The following example expands the disk associated to each broker in a Kafka cluster from 10 GB to 100 GB. You can apply the same approach to any Confluent Platform component:

  1. Update the storage volume in your configuration file ($VALUES_FILE).

    The following example increases the disk for Kafka brokers to 100 Gi.

    kafka:
      volume:
        data0: 100Gi # defaults to 10Gi if this wasn't specified before
    
  2. Apply the change by running the helm upgrade command.

    For example:

    helm upgrade --install kafka \
      ./confluent-operator \
      --values $VALUES_FILE \
      --set kafka.enabled=true \
      --namespace operator
    

For this workflow to be supported, the following must be true of your environment:

  • The StorageClass associated with your Kafka (or other Confluent Platform component) cluster must have set allowVolumeExpansion: true in $VALUES_FILE.

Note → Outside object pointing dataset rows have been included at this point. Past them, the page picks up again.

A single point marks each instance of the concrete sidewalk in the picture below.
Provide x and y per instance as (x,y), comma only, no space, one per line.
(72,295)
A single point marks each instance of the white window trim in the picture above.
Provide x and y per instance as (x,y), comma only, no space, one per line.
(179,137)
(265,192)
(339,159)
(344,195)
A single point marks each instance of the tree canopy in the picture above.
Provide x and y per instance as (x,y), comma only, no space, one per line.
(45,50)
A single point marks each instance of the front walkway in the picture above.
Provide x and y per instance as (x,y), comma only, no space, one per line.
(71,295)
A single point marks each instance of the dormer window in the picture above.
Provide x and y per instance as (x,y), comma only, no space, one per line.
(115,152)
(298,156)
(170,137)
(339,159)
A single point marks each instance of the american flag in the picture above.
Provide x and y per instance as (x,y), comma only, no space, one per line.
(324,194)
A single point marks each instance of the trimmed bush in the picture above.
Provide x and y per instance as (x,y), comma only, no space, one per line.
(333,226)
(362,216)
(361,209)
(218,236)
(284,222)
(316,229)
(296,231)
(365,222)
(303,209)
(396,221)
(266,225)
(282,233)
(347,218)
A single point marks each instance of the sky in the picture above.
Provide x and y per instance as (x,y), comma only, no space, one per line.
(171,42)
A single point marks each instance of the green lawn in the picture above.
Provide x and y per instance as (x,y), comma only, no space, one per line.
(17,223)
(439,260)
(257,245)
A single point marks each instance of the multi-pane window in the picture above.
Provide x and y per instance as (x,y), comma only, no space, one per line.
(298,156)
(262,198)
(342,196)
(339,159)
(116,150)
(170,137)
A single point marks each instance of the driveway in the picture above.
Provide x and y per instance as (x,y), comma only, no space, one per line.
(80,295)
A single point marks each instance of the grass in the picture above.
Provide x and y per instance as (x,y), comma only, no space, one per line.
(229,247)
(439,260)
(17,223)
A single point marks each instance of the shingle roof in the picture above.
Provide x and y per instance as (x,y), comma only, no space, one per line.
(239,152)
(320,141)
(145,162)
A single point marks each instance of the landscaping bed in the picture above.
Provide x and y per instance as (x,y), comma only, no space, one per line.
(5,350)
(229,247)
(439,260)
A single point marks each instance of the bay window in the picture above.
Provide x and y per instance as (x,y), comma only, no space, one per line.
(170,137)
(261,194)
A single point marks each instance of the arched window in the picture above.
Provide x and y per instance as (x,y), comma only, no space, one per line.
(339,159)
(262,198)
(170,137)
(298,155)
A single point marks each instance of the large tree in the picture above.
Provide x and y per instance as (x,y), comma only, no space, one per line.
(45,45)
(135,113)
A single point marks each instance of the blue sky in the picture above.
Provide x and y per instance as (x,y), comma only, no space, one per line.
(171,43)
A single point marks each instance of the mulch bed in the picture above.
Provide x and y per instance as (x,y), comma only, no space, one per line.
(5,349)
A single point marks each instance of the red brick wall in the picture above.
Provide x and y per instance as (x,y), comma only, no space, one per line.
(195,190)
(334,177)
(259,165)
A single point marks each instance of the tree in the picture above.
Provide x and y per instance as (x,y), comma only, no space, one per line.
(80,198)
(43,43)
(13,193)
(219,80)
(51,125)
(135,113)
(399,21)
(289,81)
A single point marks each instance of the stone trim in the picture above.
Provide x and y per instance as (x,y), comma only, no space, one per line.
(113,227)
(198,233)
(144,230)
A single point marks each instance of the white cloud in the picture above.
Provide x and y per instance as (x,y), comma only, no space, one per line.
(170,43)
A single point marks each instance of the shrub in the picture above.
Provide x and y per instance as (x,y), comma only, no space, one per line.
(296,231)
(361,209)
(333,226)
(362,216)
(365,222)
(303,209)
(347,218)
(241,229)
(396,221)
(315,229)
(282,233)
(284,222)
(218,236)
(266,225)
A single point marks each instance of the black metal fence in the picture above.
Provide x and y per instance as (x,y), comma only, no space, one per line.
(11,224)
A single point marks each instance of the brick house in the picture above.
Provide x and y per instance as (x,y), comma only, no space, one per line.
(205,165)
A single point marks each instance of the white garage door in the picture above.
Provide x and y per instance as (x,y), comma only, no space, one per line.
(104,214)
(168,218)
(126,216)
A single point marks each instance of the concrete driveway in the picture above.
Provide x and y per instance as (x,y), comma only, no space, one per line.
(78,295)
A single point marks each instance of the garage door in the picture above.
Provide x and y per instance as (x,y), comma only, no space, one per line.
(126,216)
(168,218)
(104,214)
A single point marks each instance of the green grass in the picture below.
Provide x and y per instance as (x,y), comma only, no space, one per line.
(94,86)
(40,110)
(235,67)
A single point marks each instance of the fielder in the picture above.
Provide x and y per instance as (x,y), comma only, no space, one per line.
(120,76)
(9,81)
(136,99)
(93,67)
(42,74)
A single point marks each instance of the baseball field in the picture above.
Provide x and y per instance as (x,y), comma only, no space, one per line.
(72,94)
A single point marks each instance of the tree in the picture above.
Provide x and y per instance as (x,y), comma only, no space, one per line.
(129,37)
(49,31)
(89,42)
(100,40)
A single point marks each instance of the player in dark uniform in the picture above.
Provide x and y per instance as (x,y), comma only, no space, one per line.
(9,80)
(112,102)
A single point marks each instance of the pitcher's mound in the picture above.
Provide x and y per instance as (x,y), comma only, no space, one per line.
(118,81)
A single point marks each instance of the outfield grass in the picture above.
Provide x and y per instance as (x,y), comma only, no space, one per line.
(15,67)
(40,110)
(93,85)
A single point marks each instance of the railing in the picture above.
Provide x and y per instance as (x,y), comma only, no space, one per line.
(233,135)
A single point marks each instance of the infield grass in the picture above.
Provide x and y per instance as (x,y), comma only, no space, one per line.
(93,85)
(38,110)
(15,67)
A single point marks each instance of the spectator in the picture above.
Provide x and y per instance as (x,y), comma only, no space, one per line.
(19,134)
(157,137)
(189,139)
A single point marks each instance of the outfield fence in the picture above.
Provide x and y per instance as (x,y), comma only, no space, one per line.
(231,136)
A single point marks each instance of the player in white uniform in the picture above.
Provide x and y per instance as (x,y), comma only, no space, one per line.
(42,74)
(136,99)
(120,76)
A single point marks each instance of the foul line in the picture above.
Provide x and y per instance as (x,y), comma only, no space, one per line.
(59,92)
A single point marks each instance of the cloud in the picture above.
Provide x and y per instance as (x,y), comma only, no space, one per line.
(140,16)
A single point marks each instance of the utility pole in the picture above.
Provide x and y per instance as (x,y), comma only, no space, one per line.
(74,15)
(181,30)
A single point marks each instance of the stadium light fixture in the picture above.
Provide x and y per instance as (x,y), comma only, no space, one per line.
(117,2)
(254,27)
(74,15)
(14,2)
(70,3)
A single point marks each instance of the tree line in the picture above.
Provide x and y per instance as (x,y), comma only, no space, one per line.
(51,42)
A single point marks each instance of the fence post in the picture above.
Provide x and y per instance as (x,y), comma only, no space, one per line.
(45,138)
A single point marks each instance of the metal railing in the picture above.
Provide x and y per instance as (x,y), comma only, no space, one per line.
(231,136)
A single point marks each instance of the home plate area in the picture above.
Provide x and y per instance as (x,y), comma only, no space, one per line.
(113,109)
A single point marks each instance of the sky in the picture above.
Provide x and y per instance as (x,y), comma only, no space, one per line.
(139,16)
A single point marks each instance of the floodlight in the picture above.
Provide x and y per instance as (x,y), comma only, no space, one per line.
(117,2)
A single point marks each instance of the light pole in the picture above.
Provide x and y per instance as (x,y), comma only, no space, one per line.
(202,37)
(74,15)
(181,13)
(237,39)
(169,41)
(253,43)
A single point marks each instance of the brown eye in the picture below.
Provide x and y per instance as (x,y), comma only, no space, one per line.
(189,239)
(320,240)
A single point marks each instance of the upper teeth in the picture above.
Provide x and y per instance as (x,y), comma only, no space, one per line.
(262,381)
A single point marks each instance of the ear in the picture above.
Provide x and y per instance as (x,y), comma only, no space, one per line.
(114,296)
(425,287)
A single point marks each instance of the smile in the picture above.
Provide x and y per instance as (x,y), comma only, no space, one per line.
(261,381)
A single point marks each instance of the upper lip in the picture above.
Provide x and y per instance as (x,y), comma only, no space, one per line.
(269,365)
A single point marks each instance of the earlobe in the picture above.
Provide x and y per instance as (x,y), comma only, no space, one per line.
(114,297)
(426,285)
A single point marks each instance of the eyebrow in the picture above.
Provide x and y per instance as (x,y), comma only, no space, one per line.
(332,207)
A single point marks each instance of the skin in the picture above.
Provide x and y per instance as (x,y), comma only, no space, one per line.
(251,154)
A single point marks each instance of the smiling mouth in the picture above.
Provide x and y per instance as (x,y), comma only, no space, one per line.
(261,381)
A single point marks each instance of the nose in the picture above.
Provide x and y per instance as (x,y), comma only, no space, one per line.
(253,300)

  • The underlying volume type must support expansion.

    At the time of this writing, GCE Persistent Disk, AWS EBS, Azure Disk, and others support expansion, while Host Path and other types of volumes do not.

  • The ExpandInUsePersistentVolumes feature must be enabled on your Kubernetes cluster.

    For Kubernetes clusters with version 1.15 and above, this feature is enabled by default.

Two-command workflow for disk expansion

On an environment only the volume gets automatically expanded, and the file system mounted inside the pod is not resized, e.g. Kubernetes versions lower than 1.15, you need to roll the cluster for the new size to be reflected at the pod’s file-system level in addition to the above workflow:

  1. Update the storage volume in your configuration file ($VALUES_FILE).

    The following example increases the disk for Kafka brokers to 100 Gi.

    kafka:
      volume:
        data0: 100Gi # defaults to 10Gi if this wasn't specified before
    
  2. Apply the change by running the helm upgrade command. For example:

    helm upgrade --install kafka \
      ./confluent-operator \
      --values $VALUES_FILE \
      --set kafka.enabled=true \
      --namespace operator
    
  3. Prepare to trigger Operator to perform a safe rolling restart of your cluster by setting a “dummy” annotation in your configuration file ($VALUES_FILE):

    kafka:
      podAnnotations:
        platform.confluent.io/dummy: "any-string"
    
  4. Apply the change by running the helm upgrade command. For example:

    helm upgrade --install kafka \
      ./confluent-operator \
      --values $VALUES_FILE \
      --set kafka.enabled=true \
      --namespace operator
    

After the cluster has rolled, the expanded disk should now be available to your cluster. At this point, if you want to remove the “dummy” annotation, remove the annotation from your configuration file ($VALUES_FILE) and apply the change using the helm upgrade command. Note that doing so will safely roll your cluster again.

For this workflow to be supported, the following must be true of your environment:

  • The StorageClass associated with your Kafka (or other Confluent Platform component) cluster must have set allowVolumeExpansion: true.

  • The underlying volume type must support expansion.

    At the time of this writing, GCE Persistent Disk, AWS EBS, Azure Disk, and others support expansion, while Host Path and other types of volumes do not. Refer to the storage provider’s documentation to check.

Scale down disks

Scaling down disks is not supported in the current version of Confluent Operator.